I'm trying to prove that the subgroup $\{f_1, f_2, f_3, f_4\}$ in $S_4$ is not isomorphic to $(\mathbb{Z}_4, +)$ by contradiction. In this particular subgroup, the diagonal from the top left to the bottom right in the Cayley Table is the identity element $f_1$. However, $1+1$ in the Cayley table for the integers modulo $4$ is $2$. I've attempted to prove that these two sets are not isomorphic however I do not feel confident with my proof. Any feedback welcome. 
Proof
Suppose $\{f_1, f_2, f_3, f_4\}=H$ is isomorphic to $(\mathbb{Z}_4, +)$.
Then there exists $f$ which is an isomorphic function from $(\mathbb{Z}_4, +)$ to $H$.
Since $f$ is an isomorphic function, $f(1)^2=f_1$ because for all $f_n \in H$, $f_n^2=f_1$ ($n \in \{1,2,3,4\}$).
So, $|H|=2$ as $f(1)$ generates $H$. This is a contradiction because $|H|=4$
Thus, the two given sets aren't isomorphic.

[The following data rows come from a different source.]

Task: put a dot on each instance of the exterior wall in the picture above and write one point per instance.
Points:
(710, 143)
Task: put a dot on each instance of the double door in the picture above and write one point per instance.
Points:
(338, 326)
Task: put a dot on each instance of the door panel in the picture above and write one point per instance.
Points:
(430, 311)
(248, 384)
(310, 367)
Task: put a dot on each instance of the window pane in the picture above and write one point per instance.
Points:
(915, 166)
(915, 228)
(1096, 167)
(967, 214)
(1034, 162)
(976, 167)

 A: If the diagonal in the Cayley Table is the identity element, then each element multiplied by itself in your subgroup gives the identity element. Thus, each of $f_{2}, f_{3}, f_{4}$ satisfy
$$
f_{2}^{2} = f_{1}, f_{3}^{2} = f_{1}, f_{4}^{2} = f_{1}.
$$
By definition, these have order $2$ since they give you the identity when you square them. However, you've correctly identified that $1 \in \mathbb{Z}_{4}$ does not have order $2$, since $1 + 1 = 2 \neq 0$. Since the order of any element must be preserved under any group isomorphism, no such isomorphism can exist because there is no element in your subgroup that you can send $1$ to.

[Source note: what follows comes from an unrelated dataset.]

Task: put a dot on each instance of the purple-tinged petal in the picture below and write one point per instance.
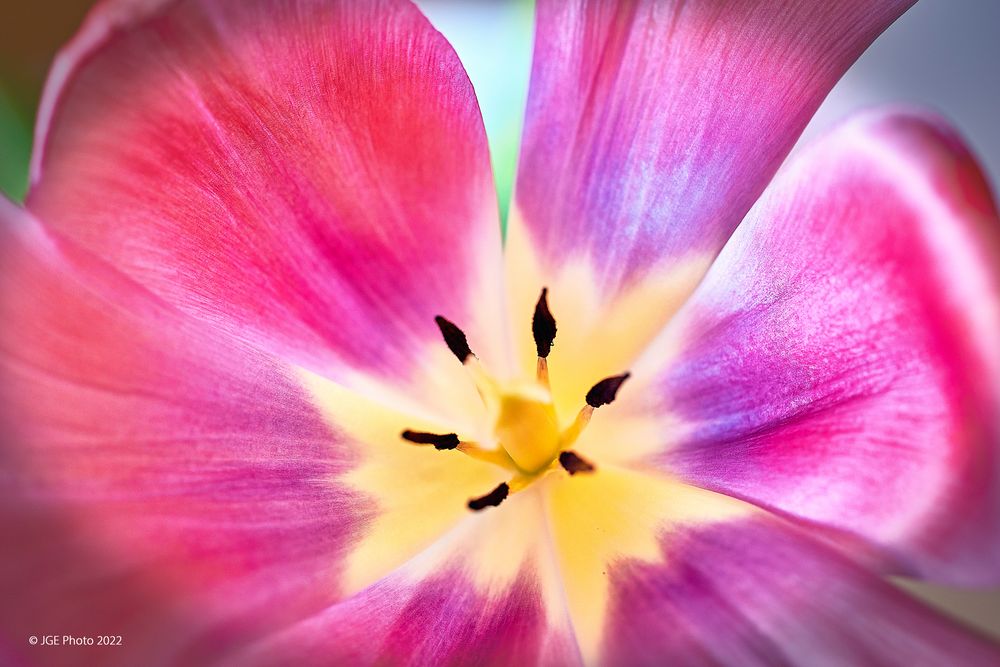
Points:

Your proof is good, since you've done pretty much the same thing: you've identified that $1$ generates $\mathbb{Z}_{4}$ and that by giving it an image you get a contradiction. However, you don't need to go so far --- once you've identified that there are mismatched orders between the groups, that is enough.
If you're not allowed to work with the knowledge that isomorphic groups preserve element orders, then your proof is definitely appropriate.